Highlights
- The Trump administration pioneered a new approach of taking minority equity stakes in critical strategic industries like rare earth minerals and semiconductor manufacturing.
- The government can now use legal tools such as CFIUS, CHIPS Act, and Defense Production Act to invest in and influence private companies' strategic capacities.
- This emerging policy of state capitalism aims to rebuild US industrial competitiveness, particularly in critical mineral supply chains dominated by China.
In a detailed legal analysis, Peter Harrell, a Non Resident Fellow at the Carnegie Endowment for International peace and an attorney in private practice, argues the Trump administration’s move to take equity stakes—9.9% in Intel, a “golden share” in U.S. Steel, and a targeted stake plus warrants in MP Materials—marks a significant policy shift toward U.S. state capitalism. While not always explicitly authorized, these stakes likely rest on broad statutory tools: the Committee on Foreign Investment in the United States (CFIUS) mitigation authority (for U.S. Steel), CHIPS Act funding flexibility and “other transaction” authority (Intel), and Defense Production Act Title III (MP Materials). Because companies have consented, near-term court challenges are unlikely; real constraints may come from Congress (appropriations riders, DPA reauthorization guardrails) or future litigants if equity becomes a routine condition for permits, contracts, or grants.

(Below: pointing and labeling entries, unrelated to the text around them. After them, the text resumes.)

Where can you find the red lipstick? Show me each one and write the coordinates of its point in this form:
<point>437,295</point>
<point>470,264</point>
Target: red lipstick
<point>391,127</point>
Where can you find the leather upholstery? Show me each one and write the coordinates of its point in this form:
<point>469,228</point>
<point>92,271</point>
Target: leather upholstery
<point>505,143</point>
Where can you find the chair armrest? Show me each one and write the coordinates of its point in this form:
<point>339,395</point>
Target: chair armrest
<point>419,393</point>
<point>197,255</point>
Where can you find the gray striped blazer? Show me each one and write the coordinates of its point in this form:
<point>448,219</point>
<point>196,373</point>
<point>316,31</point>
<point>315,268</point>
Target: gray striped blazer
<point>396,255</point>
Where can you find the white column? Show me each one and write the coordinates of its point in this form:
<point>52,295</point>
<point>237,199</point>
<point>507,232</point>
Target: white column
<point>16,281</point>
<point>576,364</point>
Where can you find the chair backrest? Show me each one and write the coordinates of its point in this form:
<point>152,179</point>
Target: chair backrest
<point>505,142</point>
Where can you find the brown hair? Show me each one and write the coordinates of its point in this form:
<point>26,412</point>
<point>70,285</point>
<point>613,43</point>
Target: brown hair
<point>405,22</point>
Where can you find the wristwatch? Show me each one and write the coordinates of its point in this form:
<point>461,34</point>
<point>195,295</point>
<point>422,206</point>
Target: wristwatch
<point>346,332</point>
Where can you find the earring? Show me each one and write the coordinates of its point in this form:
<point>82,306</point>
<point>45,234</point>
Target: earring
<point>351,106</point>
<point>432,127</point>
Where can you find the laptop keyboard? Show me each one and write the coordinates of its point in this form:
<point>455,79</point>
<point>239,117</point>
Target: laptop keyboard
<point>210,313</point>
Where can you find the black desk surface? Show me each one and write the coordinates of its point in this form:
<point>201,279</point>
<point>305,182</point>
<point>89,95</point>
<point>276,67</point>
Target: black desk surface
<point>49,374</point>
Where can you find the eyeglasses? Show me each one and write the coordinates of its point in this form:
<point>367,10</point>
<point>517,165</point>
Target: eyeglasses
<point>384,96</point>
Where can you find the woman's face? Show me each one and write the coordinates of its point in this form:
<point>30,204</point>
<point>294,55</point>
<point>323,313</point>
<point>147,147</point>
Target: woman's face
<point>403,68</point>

Relevance: Rare Earths & the Supply Chain.
For critical minerals, the MP Materials precedent is pivotal. Title III lets the government underwrite productive capacity, set purchase commitments/price floors, and—per Harrell’s reading—take minority equity when firms agree. That cocktail directly targets the weak link in Western rare-earth chains: volatile revenues in upstream mining and midstream separation/magnet-making. If replicated, similar structures could help de-risk U.S./allied projects in NdPr, Dy/Tb, and magnet capacity—especially where offtake is thin and Chinese rivals enjoy scale, lower capex/opex, and equipment dominance.
The “golden share” logic also signals that future foreign takeovers in strategic metals may require permanent U.S. governance rights (e.g., preventing redomiciling or investment pullbacks).
So Harrell, whose scholarly research focuses on the intersection of international economics and U.S. national security, also previously served at the White House in 2021-2022, points to some marked implications.
Peter Harrell, a Non-Resident Fellow at the Carnegie Endowment for International

Implications—Fast, Loud, and Real
| Implications | Summary |
|---|---|
| Financing gets teeth | Pair minority equity with offtake contracts and price floors, and suddenly rare earth projects look bankable. That combo mutes the boom-bust whiplash that scares lenders and unlocks capital for mines, separation plants, and magnet lines |
| Control goes hardwired | Golden share” covenants can bake in U.S. jobs, on-shore production, and tech safeguards—especially where defense supply chains are at stake. Think permanent guardrails on redomiciling, investment pullbacks, or IP flight. |
| Precedent becomes policy | If Congress sits this out, agencies will keep testing broad authorities. The result? State equity shifts from crisis one-offs to a standing tool in strategic sectors—reshaping who gets funded, where they build, and how the market plays. |
What are some challenges or limitations with the perspective?
Key Limitations & Uncertainties
| Limitations & Uncertainties | Summary |
|---|---|
| Legal footing is interpretive | Legal footing is interpretive. |
| Consent today, challenge tomorrow | As equity becomes more common—or if conditioned on permits—non-consenting firms, diluted shareholders, or competitors could sue. |
| Policy durability | A different Congress or administration could curb equity tools via appropriations riders or DPA/CHIPS amendments—raising regime risk for projects financed under today’s template. |
| Industrial trade-offs | Government as shareholder can create favoritism or blunt competitive discipline if stakes outlive their strategic purpose. |
Conclusion
Harrell’s analysis maps a legally plausible pathway for a more activist U.S. state—one that can take minority stakes, lock in governance rights, and use Title III purchasing power to rebuild strategic capacity.
For rare earths, that’s the first credible U.S. playbook in years to counter China’s scale and price power. The opportunity is real—but so are the guardrails: clarity from Congress, disciplined sunset provisions, and strict conflict-of-interest norms will determine whether this becomes a resilient industrial strategy or a short-lived experiment. The stakes could not be bigger for the future of America’s security.
Citation: Harrell, Peter E. “_The Legal Bases for Government Stakes in Private Firms (opens in a new tab)_.” Lawfare (The Lawfare Institute in cooperation with Brookings), Aug. 28, 2025.